Integrating a new company into the fold is far more likely to succeed if the right people are assigned to the right roles and activities: more experienced heads can not only fill these roles but help give invaluable advice.

If there is a cultural or skill-based mismatch in a newly merged company, staff may need further training on these topics, particularly from a HR and discrimination point of view.

Age discrimination is, of course, illegal: employers cannot dismiss someone on the grounds of retirement or force them to retire, for example. Any harassment, victimisation or special treatment related to a worker’s age is something that needs to be accounted for, particularly if the composition of your workforce changes after an acquisition.

Retirement age is a sticky subject, but business owners are unable to set an age “unless it can be objectively justified”, writes Acas in its guidance, such as roles where a high level of physical fitness might be necessary, such as in the emergency services.

Otherwise workers are permitted to retire voluntarily. Other benefits older workers are still entitled to include parental leave, time off for dependents and flexible working after 26 weeks in the job, as are any employees.

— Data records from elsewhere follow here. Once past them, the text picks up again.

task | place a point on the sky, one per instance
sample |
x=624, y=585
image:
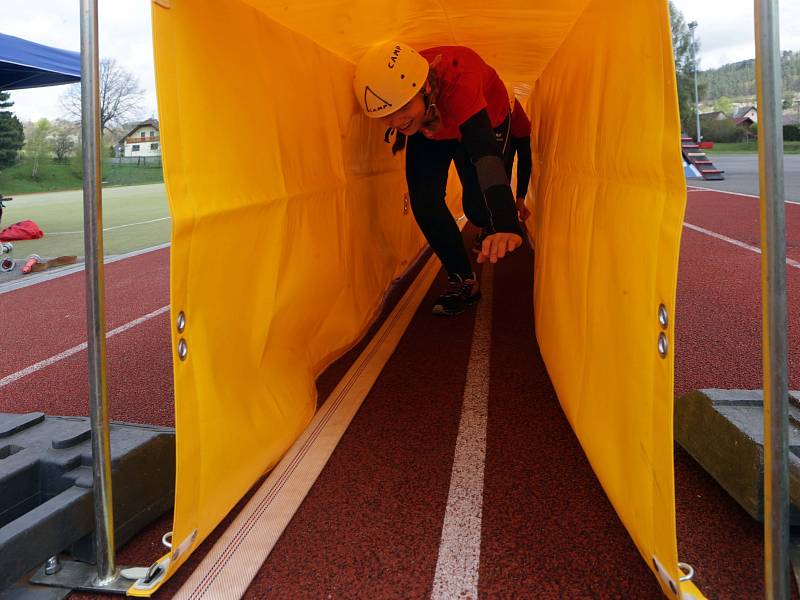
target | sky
x=725, y=32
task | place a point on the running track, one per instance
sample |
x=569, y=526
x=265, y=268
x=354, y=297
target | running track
x=547, y=530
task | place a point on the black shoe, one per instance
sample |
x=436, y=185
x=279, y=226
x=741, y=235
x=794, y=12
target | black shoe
x=478, y=246
x=460, y=294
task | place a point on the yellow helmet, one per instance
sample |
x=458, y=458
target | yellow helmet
x=387, y=77
x=512, y=94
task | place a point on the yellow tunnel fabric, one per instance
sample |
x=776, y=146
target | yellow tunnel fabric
x=290, y=222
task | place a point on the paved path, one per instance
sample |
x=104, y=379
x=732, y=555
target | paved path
x=371, y=525
x=741, y=174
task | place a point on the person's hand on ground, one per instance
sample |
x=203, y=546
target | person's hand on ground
x=523, y=211
x=497, y=245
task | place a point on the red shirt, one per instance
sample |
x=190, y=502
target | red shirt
x=466, y=85
x=520, y=124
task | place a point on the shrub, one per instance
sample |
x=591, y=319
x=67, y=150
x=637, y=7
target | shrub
x=791, y=133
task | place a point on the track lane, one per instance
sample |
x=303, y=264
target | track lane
x=738, y=217
x=45, y=319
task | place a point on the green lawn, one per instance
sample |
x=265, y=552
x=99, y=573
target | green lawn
x=751, y=148
x=134, y=217
x=55, y=176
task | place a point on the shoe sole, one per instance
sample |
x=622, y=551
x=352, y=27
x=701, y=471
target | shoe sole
x=439, y=310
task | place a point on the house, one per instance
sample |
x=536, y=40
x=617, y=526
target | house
x=142, y=140
x=746, y=116
x=717, y=115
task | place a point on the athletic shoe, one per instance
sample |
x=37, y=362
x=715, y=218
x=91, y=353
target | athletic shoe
x=460, y=294
x=478, y=246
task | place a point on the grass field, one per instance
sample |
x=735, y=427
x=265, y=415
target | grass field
x=751, y=148
x=134, y=217
x=55, y=176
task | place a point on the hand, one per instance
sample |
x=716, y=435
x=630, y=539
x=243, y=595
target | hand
x=496, y=246
x=523, y=211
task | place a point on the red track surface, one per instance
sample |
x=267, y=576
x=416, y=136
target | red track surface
x=370, y=526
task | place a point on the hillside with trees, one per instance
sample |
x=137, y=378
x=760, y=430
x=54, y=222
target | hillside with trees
x=739, y=79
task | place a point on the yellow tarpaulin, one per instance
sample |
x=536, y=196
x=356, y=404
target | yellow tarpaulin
x=269, y=162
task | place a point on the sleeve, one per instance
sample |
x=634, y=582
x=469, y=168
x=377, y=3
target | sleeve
x=524, y=164
x=465, y=98
x=477, y=135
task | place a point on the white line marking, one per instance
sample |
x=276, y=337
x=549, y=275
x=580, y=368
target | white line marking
x=725, y=238
x=28, y=280
x=702, y=189
x=458, y=564
x=110, y=228
x=75, y=349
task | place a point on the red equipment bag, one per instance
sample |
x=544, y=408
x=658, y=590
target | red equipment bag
x=24, y=230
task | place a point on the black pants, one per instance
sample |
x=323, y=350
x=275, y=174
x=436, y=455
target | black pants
x=427, y=165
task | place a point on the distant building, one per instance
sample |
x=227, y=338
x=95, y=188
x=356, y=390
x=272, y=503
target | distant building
x=142, y=140
x=717, y=115
x=746, y=116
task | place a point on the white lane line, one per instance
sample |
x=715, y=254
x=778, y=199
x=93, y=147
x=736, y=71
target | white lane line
x=8, y=379
x=110, y=228
x=702, y=189
x=28, y=280
x=460, y=549
x=725, y=238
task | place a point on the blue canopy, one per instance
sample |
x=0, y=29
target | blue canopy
x=25, y=64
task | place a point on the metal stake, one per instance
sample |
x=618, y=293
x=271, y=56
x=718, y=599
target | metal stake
x=773, y=294
x=95, y=312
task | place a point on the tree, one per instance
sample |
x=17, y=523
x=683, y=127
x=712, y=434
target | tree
x=724, y=104
x=11, y=135
x=120, y=96
x=64, y=135
x=38, y=145
x=684, y=67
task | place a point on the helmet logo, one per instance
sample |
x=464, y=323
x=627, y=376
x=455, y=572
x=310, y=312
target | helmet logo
x=393, y=57
x=373, y=102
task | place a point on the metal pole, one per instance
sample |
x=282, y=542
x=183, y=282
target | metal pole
x=692, y=27
x=773, y=300
x=95, y=313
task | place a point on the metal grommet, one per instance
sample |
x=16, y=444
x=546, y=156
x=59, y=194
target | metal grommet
x=663, y=345
x=52, y=566
x=183, y=349
x=663, y=316
x=688, y=571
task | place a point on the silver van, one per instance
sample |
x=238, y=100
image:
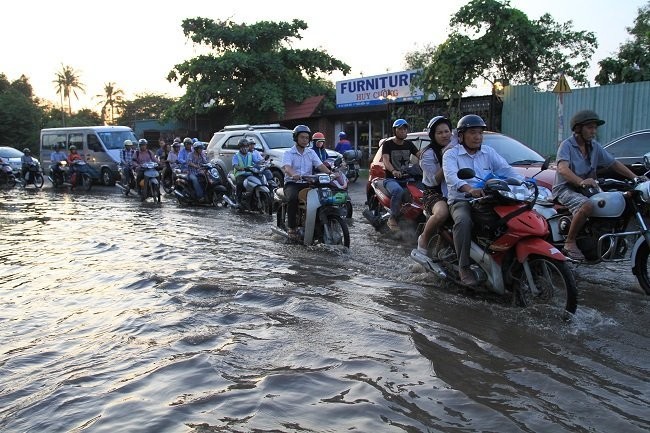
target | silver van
x=100, y=146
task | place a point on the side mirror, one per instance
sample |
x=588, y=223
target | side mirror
x=466, y=173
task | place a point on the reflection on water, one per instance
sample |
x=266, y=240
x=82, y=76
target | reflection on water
x=122, y=316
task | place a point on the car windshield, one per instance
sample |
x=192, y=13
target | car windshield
x=10, y=152
x=278, y=139
x=512, y=150
x=115, y=139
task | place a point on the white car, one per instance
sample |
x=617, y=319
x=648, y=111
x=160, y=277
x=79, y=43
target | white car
x=272, y=139
x=13, y=157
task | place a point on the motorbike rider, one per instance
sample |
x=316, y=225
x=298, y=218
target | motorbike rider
x=435, y=187
x=56, y=157
x=396, y=156
x=343, y=144
x=318, y=144
x=241, y=160
x=184, y=153
x=469, y=153
x=194, y=161
x=26, y=161
x=126, y=161
x=298, y=161
x=578, y=157
x=140, y=156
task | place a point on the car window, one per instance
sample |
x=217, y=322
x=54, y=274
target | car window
x=633, y=145
x=278, y=139
x=10, y=152
x=232, y=143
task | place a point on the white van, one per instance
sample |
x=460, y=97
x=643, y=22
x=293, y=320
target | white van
x=100, y=146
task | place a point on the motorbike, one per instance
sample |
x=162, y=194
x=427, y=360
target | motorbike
x=150, y=183
x=33, y=176
x=378, y=201
x=321, y=210
x=617, y=230
x=7, y=177
x=212, y=180
x=352, y=158
x=256, y=195
x=509, y=252
x=71, y=177
x=127, y=183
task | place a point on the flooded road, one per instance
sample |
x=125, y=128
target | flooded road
x=123, y=316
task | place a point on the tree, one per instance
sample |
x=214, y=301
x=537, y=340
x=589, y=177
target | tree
x=67, y=83
x=632, y=63
x=493, y=41
x=113, y=98
x=253, y=69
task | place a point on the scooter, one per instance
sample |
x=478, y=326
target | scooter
x=618, y=230
x=378, y=202
x=509, y=251
x=67, y=176
x=212, y=180
x=150, y=183
x=352, y=158
x=321, y=210
x=256, y=195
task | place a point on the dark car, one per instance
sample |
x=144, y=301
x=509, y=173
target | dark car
x=526, y=161
x=629, y=149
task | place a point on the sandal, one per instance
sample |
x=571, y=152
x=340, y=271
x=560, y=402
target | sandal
x=573, y=252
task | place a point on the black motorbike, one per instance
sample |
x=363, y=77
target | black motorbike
x=66, y=176
x=212, y=179
x=33, y=176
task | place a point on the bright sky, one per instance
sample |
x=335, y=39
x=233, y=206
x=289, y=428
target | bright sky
x=135, y=43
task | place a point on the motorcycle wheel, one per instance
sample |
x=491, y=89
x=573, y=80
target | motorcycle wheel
x=555, y=282
x=86, y=182
x=38, y=180
x=641, y=268
x=335, y=232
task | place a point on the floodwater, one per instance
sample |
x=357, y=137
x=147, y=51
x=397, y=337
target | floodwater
x=121, y=316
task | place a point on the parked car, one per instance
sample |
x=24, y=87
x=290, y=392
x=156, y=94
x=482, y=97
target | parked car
x=630, y=150
x=526, y=161
x=12, y=156
x=272, y=139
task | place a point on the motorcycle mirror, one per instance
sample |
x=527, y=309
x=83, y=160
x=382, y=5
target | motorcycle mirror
x=466, y=173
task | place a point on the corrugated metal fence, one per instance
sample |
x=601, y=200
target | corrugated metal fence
x=532, y=116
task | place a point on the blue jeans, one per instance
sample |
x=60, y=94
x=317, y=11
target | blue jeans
x=196, y=185
x=396, y=191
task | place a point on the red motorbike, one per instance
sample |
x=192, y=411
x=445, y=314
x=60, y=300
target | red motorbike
x=378, y=202
x=509, y=254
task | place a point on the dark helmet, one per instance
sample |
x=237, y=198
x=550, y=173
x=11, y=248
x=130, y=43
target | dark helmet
x=585, y=116
x=301, y=128
x=470, y=121
x=433, y=124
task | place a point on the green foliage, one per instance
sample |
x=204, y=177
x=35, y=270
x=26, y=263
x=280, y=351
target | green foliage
x=632, y=63
x=20, y=117
x=253, y=70
x=144, y=107
x=493, y=41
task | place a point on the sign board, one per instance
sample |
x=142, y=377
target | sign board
x=378, y=89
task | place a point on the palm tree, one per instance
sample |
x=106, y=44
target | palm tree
x=67, y=82
x=113, y=99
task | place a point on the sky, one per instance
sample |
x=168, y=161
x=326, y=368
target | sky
x=136, y=43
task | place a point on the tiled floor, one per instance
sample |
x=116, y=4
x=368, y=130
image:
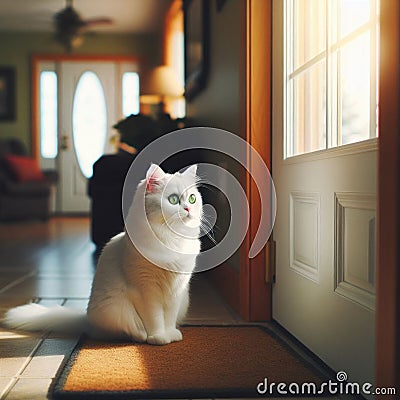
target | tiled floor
x=52, y=263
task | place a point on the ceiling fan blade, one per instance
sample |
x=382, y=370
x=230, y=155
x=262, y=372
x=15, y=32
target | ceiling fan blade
x=98, y=21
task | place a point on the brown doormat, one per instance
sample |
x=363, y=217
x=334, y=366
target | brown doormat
x=211, y=361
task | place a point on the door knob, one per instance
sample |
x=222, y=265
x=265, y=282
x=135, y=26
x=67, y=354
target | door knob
x=64, y=145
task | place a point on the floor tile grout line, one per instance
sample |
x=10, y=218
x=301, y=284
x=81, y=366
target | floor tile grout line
x=8, y=388
x=18, y=375
x=17, y=281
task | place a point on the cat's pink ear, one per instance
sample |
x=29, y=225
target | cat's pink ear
x=191, y=170
x=153, y=177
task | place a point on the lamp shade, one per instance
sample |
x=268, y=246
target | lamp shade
x=161, y=83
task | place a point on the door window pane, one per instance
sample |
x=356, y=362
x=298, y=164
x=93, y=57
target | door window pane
x=353, y=13
x=309, y=30
x=48, y=114
x=355, y=90
x=309, y=111
x=331, y=57
x=130, y=93
x=89, y=121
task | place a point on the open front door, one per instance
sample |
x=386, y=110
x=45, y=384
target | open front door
x=324, y=169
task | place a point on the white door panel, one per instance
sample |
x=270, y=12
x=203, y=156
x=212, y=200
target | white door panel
x=73, y=183
x=325, y=241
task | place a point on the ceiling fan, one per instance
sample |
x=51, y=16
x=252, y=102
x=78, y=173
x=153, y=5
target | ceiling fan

Squaring these differences is vital to a firm’s continued success, but can also bring with it unanticipated advantages.

For example, telecoms firm BT recently overhauled many of its HR policies to be age-neutral, including abolishing a retirement age of 60 (so long as there is a role for the employee and their health and performance are satisfactory) and lifting age restrictions on its corporate graduate scheme.

Dennis Gissing, head of diversity practice at BT, says that changes have reinforced that staffing opportunities are open to anyone, regardless of age, and that they are currently training a graduate aged 50.

He adds: “We’ve found that, as our organisation has aged, we’ve not become less efficient, but have retained a lot of knowledge and experience. All that has happened is that our age demographic has changed in line with the working population.”

Gissing also extolls the virtue of more closely aligning his company’s employee base and customer base.

He adds: “The better we understand the communities we work with, the better able we are to deliver what they need, and understand the issues.”

This underlines one of the key advantages that comes with an “age rich” workforce: the diversity of skills, thoughts and experiences that comes with an employee base who encompass a wider sample of the population.